The leader of EU hopeful Albania has hit out at Brussels over its "morally and politically unacceptable" COVID vaccine rollout.
Edi Rama, prime minister of the western Balkans country, accused the European Union of "only thinking of itself".
Brussels has signed deals for several COVID-19 vaccines and inoculations began across the bloc just after Christmas. But the picture is very different for poorer countries on the fringes of the EU, some of who are still without vaccines.
Albania began inoculations this week after an anonymous EU country had provided Tirana with 975 doses.
"If you see how the European Union has conceived this process, for the moment it has decided to think only of itself," said Rama.
"It has been left to the discretion of member states to build interactive processes for vaccines in bilateral ways with non-EU countries.”
Other countries neighbouring Albania have signed up to the COVAX scheme, which was set up by the European Commission and the World Health Organization to ensure poorer countries got access to a coronavirus vaccine.
But it's unclear when this initiative will begin delivering.
"COVAX will function one day, but we don’t know and no one knows when this will be possible," added Rama.
He said countries are taking an "everyone for themselves" attitude.
"This is what the European Union has done, and it is unfortunate," he continued. "I have said it since the first day, that it is not only morally and politically unacceptable, but it is also logically unjustified."
Albania has secured a contract to receive 500,000 doses of the Pfizer-BioNTech vaccine, the first 10,000 of which are set to arrive next week.
Rama said next week Albania will also give "a symbolic number of vaccines" to neighbouring Kosovo for frontline medical personnel.
“In this case, it is important to think not like the EU, but to think that we are not alone because Kosovo and Albania are one in joy and trouble,” Rama said.
Meanwhile, Romanian MEP Vlad Gheorghe said that while the EU is doing quite well in the process of securing and distributing vaccines for its own member states, more should be done to help EU hopefuls and neighbours.

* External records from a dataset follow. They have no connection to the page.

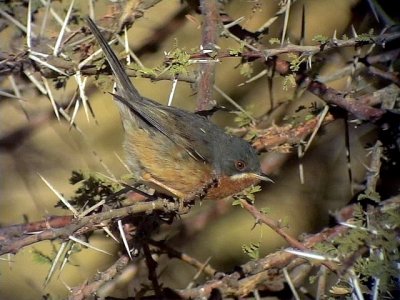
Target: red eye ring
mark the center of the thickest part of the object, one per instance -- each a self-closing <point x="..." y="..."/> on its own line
<point x="240" y="165"/>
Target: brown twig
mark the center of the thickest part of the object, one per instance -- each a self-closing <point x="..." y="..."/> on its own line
<point x="276" y="226"/>
<point x="209" y="10"/>
<point x="85" y="224"/>
<point x="89" y="289"/>
<point x="173" y="253"/>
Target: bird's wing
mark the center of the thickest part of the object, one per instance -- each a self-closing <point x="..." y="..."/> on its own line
<point x="151" y="113"/>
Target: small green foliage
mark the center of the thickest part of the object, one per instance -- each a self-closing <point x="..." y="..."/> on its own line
<point x="296" y="61"/>
<point x="41" y="258"/>
<point x="368" y="194"/>
<point x="246" y="69"/>
<point x="178" y="61"/>
<point x="321" y="39"/>
<point x="235" y="52"/>
<point x="252" y="250"/>
<point x="365" y="37"/>
<point x="289" y="82"/>
<point x="378" y="236"/>
<point x="242" y="119"/>
<point x="90" y="191"/>
<point x="265" y="210"/>
<point x="149" y="71"/>
<point x="247" y="194"/>
<point x="274" y="41"/>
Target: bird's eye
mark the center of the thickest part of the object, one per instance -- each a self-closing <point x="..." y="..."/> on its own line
<point x="240" y="165"/>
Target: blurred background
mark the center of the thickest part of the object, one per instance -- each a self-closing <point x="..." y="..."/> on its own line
<point x="53" y="149"/>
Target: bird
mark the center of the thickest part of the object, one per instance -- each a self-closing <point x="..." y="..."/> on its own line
<point x="174" y="151"/>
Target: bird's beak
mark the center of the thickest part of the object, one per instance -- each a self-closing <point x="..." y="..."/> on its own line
<point x="261" y="177"/>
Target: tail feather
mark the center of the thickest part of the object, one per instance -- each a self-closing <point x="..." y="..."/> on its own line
<point x="126" y="88"/>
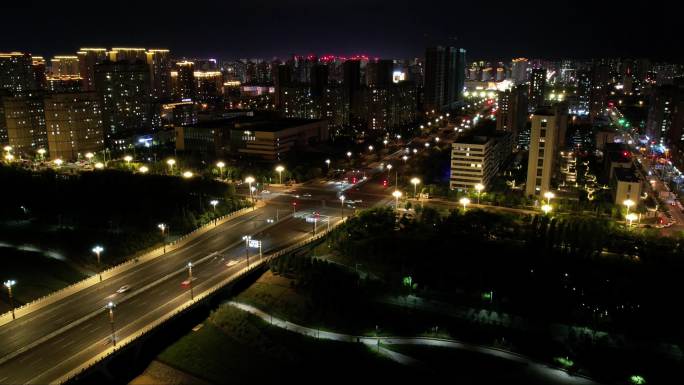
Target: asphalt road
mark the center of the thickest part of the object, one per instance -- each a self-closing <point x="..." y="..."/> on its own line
<point x="48" y="343"/>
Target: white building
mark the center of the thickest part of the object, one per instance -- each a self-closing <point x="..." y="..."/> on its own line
<point x="478" y="158"/>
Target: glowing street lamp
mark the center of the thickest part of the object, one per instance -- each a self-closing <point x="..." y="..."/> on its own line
<point x="192" y="294"/>
<point x="249" y="181"/>
<point x="110" y="307"/>
<point x="98" y="250"/>
<point x="415" y="182"/>
<point x="8" y="284"/>
<point x="171" y="163"/>
<point x="220" y="165"/>
<point x="479" y="187"/>
<point x="549" y="195"/>
<point x="396" y="194"/>
<point x="631" y="217"/>
<point x="280" y="170"/>
<point x="163" y="227"/>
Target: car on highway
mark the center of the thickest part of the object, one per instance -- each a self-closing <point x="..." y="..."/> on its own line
<point x="123" y="289"/>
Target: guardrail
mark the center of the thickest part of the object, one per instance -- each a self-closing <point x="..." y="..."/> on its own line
<point x="138" y="258"/>
<point x="198" y="298"/>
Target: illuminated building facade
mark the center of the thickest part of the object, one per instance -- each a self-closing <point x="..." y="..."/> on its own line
<point x="74" y="124"/>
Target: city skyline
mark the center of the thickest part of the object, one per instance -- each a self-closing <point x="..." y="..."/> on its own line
<point x="400" y="30"/>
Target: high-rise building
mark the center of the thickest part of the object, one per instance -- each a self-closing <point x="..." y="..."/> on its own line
<point x="547" y="129"/>
<point x="64" y="66"/>
<point x="159" y="61"/>
<point x="665" y="115"/>
<point x="16" y="72"/>
<point x="519" y="70"/>
<point x="74" y="124"/>
<point x="131" y="55"/>
<point x="124" y="88"/>
<point x="476" y="158"/>
<point x="583" y="92"/>
<point x="319" y="80"/>
<point x="209" y="85"/>
<point x="352" y="88"/>
<point x="39" y="72"/>
<point x="513" y="112"/>
<point x="25" y="122"/>
<point x="537" y="86"/>
<point x="600" y="84"/>
<point x="88" y="58"/>
<point x="379" y="73"/>
<point x="183" y="79"/>
<point x="444" y="77"/>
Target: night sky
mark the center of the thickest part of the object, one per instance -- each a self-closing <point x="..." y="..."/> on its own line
<point x="397" y="29"/>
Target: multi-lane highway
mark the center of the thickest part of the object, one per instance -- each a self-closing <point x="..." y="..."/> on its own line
<point x="44" y="345"/>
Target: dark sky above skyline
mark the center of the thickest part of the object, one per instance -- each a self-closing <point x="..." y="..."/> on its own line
<point x="397" y="29"/>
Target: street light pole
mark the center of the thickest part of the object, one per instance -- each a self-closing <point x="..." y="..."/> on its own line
<point x="110" y="306"/>
<point x="8" y="285"/>
<point x="97" y="250"/>
<point x="192" y="294"/>
<point x="163" y="227"/>
<point x="247" y="238"/>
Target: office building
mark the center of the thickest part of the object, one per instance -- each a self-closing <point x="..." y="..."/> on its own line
<point x="625" y="184"/>
<point x="124" y="89"/>
<point x="476" y="158"/>
<point x="25" y="123"/>
<point x="519" y="71"/>
<point x="209" y="85"/>
<point x="183" y="80"/>
<point x="159" y="61"/>
<point x="64" y="66"/>
<point x="253" y="137"/>
<point x="547" y="128"/>
<point x="64" y="83"/>
<point x="88" y="58"/>
<point x="537" y="87"/>
<point x="131" y="55"/>
<point x="444" y="77"/>
<point x="74" y="124"/>
<point x="16" y="72"/>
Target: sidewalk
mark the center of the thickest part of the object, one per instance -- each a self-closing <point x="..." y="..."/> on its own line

“I am sure that we could get better solutions and we should think about expanding the area for which we are responsible because if the EU reacts right now in a time of crisis, this is the way that our relationship with Albania or Serbia is going to be defined for the next 10 or maybe 20 years, and by the way we act now," Gheorghe told Euronews.
In a statement, the European Commission said: "When it comes to vaccines, the EU has supported from the start a multilateral approach to ensure the provision of vaccines everywhere. This is why we are supporting the COVAX Facility, which is leading efforts to make COVID-19 vaccines a global public good.
"We have mobilised a very substantial package of €3.3 billion to support our Western Balkan partners address the immediate health emergency and support for first measures to mitigate the socio-economic impact of the pandemic and we have adopted an Economic and Investment plan for the Western Balkans of up to €9 billion that will help spur the longer-term recovery of the region."